Я решил не удивляться. Особенно в компании подзаборного графа. Прослыть наивным лопухом никогда не поздно. Год смерти Шаляпина вспомнила… К чему бы это? А вслух забормотал:
— Гениальный русский певец… Разве такого забудешь…
— Да нет же! — так и подпрыгнула Марта. — Теперь чемодан из камеры можно забрать. Девятьсот тридцать девять. Из автомата. Скажите, товарищ Салтыков, а что, собственно, произошло с вами? Почему вы так неустроены? Чем объяснить? Водка?
— Слишком просто у вас: во-одка!
— А что, разве я не права?
— Я устал об этом думать…
— Ой, ради бога, простите! Я неуклюжая.
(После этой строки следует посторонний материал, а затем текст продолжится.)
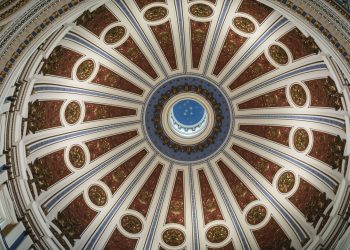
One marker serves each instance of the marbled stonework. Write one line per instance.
(240, 190)
(233, 42)
(259, 67)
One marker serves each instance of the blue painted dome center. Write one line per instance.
(188, 112)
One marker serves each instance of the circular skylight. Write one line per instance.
(188, 118)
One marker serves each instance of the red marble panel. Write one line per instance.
(97, 20)
(277, 134)
(310, 201)
(241, 192)
(211, 208)
(324, 93)
(119, 241)
(131, 50)
(212, 1)
(256, 9)
(299, 45)
(229, 246)
(111, 79)
(233, 42)
(273, 99)
(259, 67)
(115, 178)
(103, 145)
(72, 222)
(327, 148)
(143, 199)
(143, 3)
(265, 167)
(272, 237)
(49, 170)
(44, 115)
(164, 36)
(94, 111)
(176, 212)
(60, 62)
(199, 31)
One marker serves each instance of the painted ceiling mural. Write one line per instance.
(105, 168)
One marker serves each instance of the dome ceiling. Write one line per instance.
(106, 169)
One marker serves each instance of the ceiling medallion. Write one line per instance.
(187, 119)
(244, 24)
(77, 156)
(156, 13)
(173, 237)
(201, 10)
(97, 195)
(131, 224)
(217, 234)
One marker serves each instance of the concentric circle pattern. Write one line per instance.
(110, 162)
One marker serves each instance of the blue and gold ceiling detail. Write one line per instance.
(106, 169)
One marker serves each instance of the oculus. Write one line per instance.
(188, 118)
(131, 224)
(180, 135)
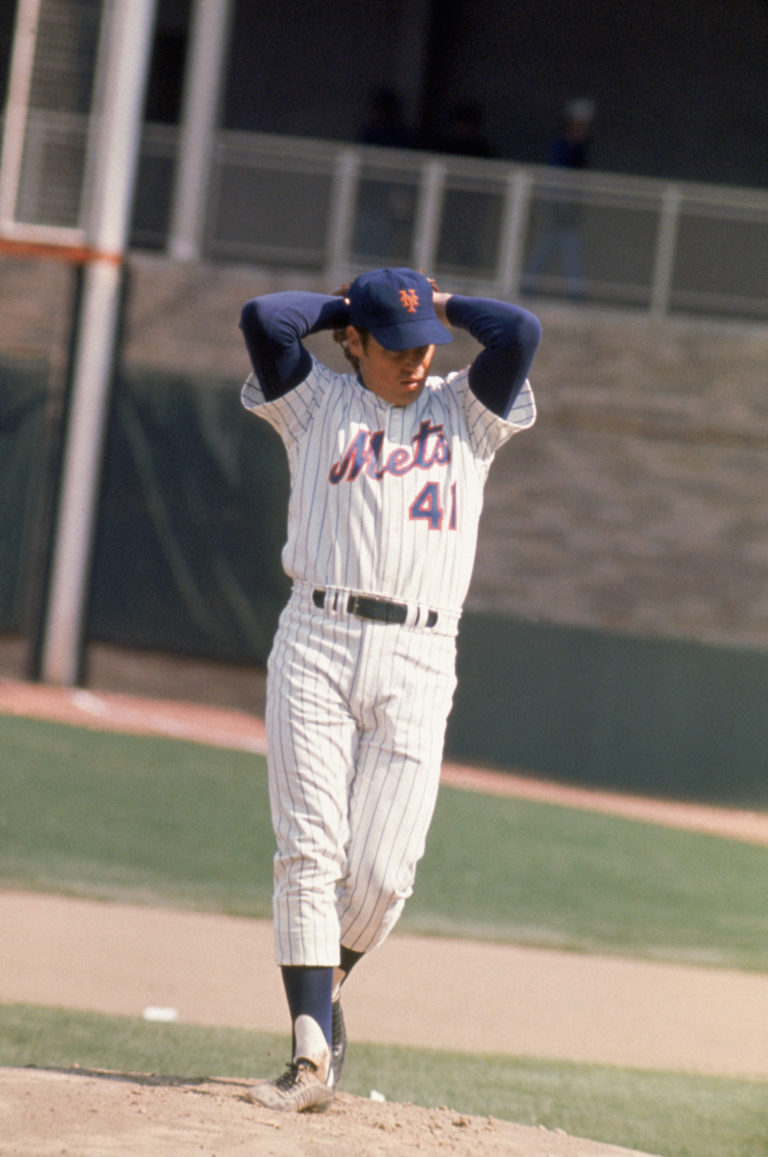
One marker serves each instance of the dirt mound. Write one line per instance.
(78, 1112)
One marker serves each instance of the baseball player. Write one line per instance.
(388, 466)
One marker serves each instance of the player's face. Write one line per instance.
(397, 376)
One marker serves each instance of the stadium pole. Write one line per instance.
(209, 31)
(123, 66)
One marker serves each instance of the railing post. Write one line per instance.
(344, 199)
(426, 230)
(202, 82)
(517, 200)
(665, 250)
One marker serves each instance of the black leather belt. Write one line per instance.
(379, 610)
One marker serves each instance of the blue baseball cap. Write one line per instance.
(396, 306)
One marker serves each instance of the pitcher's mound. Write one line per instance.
(76, 1112)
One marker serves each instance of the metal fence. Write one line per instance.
(490, 226)
(484, 226)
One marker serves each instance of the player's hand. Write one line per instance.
(440, 301)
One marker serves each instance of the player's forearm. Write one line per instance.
(510, 336)
(273, 328)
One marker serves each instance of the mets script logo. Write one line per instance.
(430, 448)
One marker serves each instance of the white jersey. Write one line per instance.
(386, 500)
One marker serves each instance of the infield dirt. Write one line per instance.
(120, 958)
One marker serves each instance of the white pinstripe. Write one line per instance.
(356, 710)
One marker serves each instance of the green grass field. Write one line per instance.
(159, 820)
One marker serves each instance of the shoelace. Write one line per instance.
(292, 1075)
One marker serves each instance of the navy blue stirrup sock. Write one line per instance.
(308, 990)
(348, 959)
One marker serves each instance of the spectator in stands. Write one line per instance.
(561, 228)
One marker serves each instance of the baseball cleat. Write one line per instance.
(301, 1089)
(338, 1041)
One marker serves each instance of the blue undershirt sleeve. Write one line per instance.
(273, 328)
(510, 336)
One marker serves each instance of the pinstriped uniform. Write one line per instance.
(384, 501)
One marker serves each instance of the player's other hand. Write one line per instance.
(440, 301)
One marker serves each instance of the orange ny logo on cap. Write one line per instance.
(410, 300)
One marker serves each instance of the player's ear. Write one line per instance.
(354, 341)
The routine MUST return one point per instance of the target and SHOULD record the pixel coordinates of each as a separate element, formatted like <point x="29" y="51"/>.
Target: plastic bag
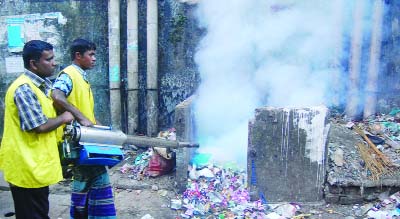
<point x="159" y="165"/>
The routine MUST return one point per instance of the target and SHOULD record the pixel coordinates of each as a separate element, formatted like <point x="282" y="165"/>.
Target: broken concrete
<point x="350" y="183"/>
<point x="286" y="154"/>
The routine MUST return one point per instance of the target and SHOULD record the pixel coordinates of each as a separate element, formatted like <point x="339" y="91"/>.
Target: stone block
<point x="286" y="159"/>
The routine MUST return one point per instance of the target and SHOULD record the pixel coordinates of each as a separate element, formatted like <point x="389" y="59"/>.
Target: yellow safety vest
<point x="81" y="95"/>
<point x="28" y="159"/>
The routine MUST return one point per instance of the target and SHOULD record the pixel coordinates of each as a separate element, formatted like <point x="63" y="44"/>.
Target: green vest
<point x="28" y="159"/>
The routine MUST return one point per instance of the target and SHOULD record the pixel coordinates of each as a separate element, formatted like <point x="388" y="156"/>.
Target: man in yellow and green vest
<point x="92" y="195"/>
<point x="29" y="155"/>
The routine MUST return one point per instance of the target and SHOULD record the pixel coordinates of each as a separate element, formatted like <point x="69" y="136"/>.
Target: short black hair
<point x="81" y="46"/>
<point x="33" y="51"/>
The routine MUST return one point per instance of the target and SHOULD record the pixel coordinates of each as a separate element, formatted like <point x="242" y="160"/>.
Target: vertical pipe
<point x="132" y="65"/>
<point x="152" y="68"/>
<point x="337" y="71"/>
<point x="352" y="101"/>
<point x="114" y="62"/>
<point x="375" y="52"/>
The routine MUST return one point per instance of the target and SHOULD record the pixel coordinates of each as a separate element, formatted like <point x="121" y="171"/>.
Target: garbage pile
<point x="218" y="192"/>
<point x="388" y="208"/>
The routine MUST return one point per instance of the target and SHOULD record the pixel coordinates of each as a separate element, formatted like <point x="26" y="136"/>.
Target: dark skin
<point x="44" y="67"/>
<point x="85" y="61"/>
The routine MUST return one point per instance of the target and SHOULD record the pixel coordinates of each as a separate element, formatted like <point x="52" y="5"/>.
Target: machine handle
<point x="103" y="127"/>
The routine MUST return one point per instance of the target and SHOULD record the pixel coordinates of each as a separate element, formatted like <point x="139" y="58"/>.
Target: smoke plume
<point x="280" y="53"/>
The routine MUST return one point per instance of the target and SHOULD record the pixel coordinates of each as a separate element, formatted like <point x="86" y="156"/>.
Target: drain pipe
<point x="152" y="68"/>
<point x="114" y="63"/>
<point x="132" y="66"/>
<point x="337" y="72"/>
<point x="352" y="101"/>
<point x="373" y="68"/>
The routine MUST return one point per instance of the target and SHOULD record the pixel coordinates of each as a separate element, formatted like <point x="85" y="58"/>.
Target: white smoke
<point x="256" y="53"/>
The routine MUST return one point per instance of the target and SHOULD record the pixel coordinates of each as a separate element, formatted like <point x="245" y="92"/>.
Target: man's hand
<point x="67" y="117"/>
<point x="85" y="122"/>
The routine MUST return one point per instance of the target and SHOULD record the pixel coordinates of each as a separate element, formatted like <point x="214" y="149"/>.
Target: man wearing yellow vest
<point x="28" y="153"/>
<point x="92" y="195"/>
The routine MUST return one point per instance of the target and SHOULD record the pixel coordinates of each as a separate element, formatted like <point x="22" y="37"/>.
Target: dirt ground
<point x="151" y="198"/>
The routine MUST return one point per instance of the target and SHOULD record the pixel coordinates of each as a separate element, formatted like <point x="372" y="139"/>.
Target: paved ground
<point x="133" y="199"/>
<point x="136" y="199"/>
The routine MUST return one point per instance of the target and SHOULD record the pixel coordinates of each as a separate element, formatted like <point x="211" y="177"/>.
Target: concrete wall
<point x="389" y="82"/>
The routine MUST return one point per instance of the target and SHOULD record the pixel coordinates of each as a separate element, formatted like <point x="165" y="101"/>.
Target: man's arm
<point x="61" y="103"/>
<point x="31" y="115"/>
Берите сигаретку. — Марта поднесла горящую газовую струйку зажигалки. «Граф» снисходительно прикурил.
Тут возле нашего столика, озираясь, торопливо прошел тощий мужчина с портфелем и в очках. Не останавливаясь, он выкрикнул что-то. Отчетливо прозвучало только одно слово: документы! Я еще в зале ожидания запомнил этого типа.
Если «граф» опустившийся ханыга, алкаш — сразу видно, то дядька с портфелем просто ненормальный. Шизик. Правда, нынче так уж принято: всех мало-мальски нервных людей непременно в шизофреники зачислять. Конечно, этот тощий с портфелем слюной не брызгал и пальцем на стенах не писал, однако ко всем и каждому в зале подходил и про документы спрашивал. Люди кто за что хвататься, дергаться начали, проверяя наличие документов. А затем с неприязнью отворачивались от человека с портфелем.
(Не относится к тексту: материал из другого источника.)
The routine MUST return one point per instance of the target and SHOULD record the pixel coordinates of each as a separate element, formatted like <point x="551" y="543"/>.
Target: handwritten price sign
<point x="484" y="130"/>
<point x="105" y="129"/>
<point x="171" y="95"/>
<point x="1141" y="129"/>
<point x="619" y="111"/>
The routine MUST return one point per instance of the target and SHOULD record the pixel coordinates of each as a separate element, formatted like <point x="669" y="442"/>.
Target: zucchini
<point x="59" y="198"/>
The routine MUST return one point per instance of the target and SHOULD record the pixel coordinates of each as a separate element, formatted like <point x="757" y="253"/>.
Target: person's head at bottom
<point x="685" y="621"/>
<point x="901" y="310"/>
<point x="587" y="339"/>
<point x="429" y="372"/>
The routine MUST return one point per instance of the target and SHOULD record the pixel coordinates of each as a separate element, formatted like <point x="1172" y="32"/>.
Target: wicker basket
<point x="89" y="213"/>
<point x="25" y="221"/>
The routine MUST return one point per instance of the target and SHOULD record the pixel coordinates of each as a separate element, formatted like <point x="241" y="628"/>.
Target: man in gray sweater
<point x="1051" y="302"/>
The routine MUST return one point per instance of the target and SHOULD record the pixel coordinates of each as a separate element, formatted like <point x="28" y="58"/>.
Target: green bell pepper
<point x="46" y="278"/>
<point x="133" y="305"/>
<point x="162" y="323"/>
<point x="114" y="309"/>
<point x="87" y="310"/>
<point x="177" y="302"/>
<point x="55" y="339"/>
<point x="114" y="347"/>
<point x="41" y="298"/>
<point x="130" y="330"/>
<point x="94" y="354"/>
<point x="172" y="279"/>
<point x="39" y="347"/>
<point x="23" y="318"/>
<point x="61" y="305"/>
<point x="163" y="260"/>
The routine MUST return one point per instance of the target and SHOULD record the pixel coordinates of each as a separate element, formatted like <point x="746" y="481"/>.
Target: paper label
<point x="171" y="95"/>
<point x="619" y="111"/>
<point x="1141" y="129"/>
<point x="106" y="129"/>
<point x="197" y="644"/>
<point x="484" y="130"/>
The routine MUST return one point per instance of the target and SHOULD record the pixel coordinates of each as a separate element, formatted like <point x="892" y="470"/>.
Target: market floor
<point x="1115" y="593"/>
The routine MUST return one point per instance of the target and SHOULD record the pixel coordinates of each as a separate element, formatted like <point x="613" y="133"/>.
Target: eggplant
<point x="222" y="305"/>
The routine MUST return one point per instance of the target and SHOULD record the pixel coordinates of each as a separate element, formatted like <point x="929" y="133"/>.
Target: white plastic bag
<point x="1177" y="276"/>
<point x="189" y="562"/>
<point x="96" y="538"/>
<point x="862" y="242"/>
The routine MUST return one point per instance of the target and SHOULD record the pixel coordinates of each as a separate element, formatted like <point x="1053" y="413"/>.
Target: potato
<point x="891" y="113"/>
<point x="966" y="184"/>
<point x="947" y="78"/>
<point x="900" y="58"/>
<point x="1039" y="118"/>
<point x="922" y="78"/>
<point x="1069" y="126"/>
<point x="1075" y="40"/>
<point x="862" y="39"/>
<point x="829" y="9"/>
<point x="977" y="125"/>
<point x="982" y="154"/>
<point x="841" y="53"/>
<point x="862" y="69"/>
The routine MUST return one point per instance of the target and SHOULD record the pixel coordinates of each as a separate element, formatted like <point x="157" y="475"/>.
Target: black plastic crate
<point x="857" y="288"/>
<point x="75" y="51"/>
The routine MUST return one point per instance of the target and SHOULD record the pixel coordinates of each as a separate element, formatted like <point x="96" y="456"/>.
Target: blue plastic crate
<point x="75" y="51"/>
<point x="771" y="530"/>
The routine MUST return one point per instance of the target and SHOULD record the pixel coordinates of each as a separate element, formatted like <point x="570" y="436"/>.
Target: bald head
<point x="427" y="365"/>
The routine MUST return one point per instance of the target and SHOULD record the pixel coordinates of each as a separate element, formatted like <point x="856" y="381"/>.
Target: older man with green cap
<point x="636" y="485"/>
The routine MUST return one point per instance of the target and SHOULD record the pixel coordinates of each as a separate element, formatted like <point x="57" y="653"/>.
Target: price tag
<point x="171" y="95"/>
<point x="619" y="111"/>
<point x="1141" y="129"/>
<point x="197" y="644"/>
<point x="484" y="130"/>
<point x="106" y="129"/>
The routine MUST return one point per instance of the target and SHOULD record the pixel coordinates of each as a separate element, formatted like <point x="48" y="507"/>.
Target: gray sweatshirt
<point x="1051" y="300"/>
Салтыков, проводив тощего дядьку насмешливым взглядом, ухмыльнулся:
— Заботливый шибко. Надоел всем. Лишь бы на глазах у людей поторчать. Я ему говорю: мои, мол, документы, отдай! А он, гад, только взглянул на меня брезгливо… Как солдат на вошь… И отвернулся. «У вас, говорит, их никогда и не было, документиков!» Деляга. В каком, говорите, году Шаляпин помер? В тридцать девятом? Сейчас пойду и ваш чемоданчик извлеку. Удружу. Хотите?
— Благодарю вас. Только сейчас не время. Пусть до утра отдыхает чемоданчик. Пейте вино.
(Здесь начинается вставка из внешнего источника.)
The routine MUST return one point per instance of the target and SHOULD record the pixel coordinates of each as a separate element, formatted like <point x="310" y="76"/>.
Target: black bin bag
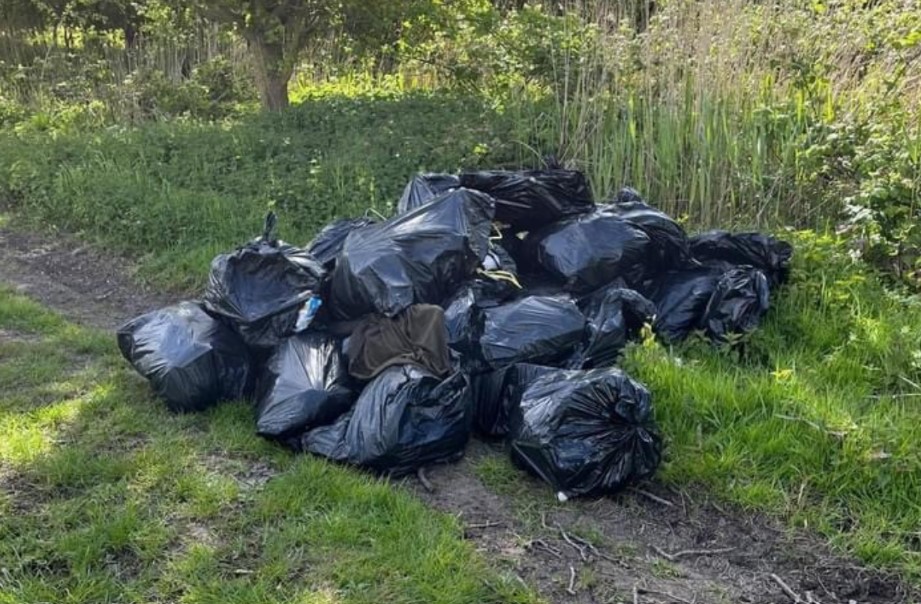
<point x="585" y="432"/>
<point x="614" y="316"/>
<point x="423" y="188"/>
<point x="304" y="384"/>
<point x="421" y="256"/>
<point x="533" y="329"/>
<point x="740" y="300"/>
<point x="669" y="245"/>
<point x="722" y="249"/>
<point x="495" y="391"/>
<point x="589" y="251"/>
<point x="191" y="360"/>
<point x="718" y="303"/>
<point x="325" y="247"/>
<point x="260" y="287"/>
<point x="529" y="199"/>
<point x="404" y="419"/>
<point x="681" y="299"/>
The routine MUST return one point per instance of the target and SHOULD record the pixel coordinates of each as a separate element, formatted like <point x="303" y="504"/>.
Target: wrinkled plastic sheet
<point x="495" y="391"/>
<point x="614" y="316"/>
<point x="404" y="419"/>
<point x="304" y="384"/>
<point x="590" y="251"/>
<point x="260" y="287"/>
<point x="191" y="360"/>
<point x="327" y="245"/>
<point x="668" y="245"/>
<point x="533" y="329"/>
<point x="423" y="188"/>
<point x="585" y="432"/>
<point x="529" y="199"/>
<point x="723" y="249"/>
<point x="421" y="256"/>
<point x="716" y="302"/>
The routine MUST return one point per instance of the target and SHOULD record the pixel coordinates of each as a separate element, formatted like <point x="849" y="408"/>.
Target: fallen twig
<point x="668" y="595"/>
<point x="787" y="589"/>
<point x="487" y="524"/>
<point x="572" y="581"/>
<point x="574" y="545"/>
<point x="420" y="474"/>
<point x="540" y="543"/>
<point x="652" y="497"/>
<point x="691" y="552"/>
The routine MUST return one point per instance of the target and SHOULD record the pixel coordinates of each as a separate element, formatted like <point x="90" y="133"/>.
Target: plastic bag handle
<point x="268" y="232"/>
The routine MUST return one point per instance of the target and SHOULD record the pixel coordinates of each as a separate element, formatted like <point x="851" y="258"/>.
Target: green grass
<point x="819" y="420"/>
<point x="175" y="194"/>
<point x="107" y="497"/>
<point x="816" y="419"/>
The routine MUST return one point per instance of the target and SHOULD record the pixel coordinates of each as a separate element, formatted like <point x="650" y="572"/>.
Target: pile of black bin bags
<point x="495" y="302"/>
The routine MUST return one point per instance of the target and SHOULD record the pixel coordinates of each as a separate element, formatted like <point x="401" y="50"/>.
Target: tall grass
<point x="718" y="111"/>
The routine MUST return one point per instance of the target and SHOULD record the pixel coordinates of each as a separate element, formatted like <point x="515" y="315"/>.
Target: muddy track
<point x="659" y="546"/>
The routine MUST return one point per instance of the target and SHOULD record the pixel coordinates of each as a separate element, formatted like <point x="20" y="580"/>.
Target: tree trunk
<point x="271" y="74"/>
<point x="130" y="36"/>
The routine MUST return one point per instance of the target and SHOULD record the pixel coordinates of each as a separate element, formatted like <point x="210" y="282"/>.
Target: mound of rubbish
<point x="494" y="303"/>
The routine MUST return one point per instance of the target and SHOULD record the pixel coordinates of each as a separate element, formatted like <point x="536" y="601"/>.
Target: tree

— Я не пьяница. Я пенсионер. Да, да! У меня инвалидность. Бывший летчик… Реактивщик. Приличная пенсия. А дома не живу… Потому что… инвалид! Инвалид должен спать в обнимку с урной! А не с женщиной. И мне здесь, мадамочка, очень хорошо. Среди людей. Среди проезжих. Проезжий среди проезжих. Лягу на диван и еду. Своей дорогой. Куда все, туда и я. Но — своей дорогой! Своей, мадамочка! Спасибо за угощение. Мне идти нужно. Понаблюдать за женой. Сегодня пенсия. И сейчас она придет. А я за ней понаблюдаю сначала. Мне ее лицо нравится. Грустное такое. Среди мелькнувших глаз в коловращенье дней запомнил я не вас, а хмурый взгляд камней! — выкрикнул он на прощанье, слегка порозовев от «сухаго».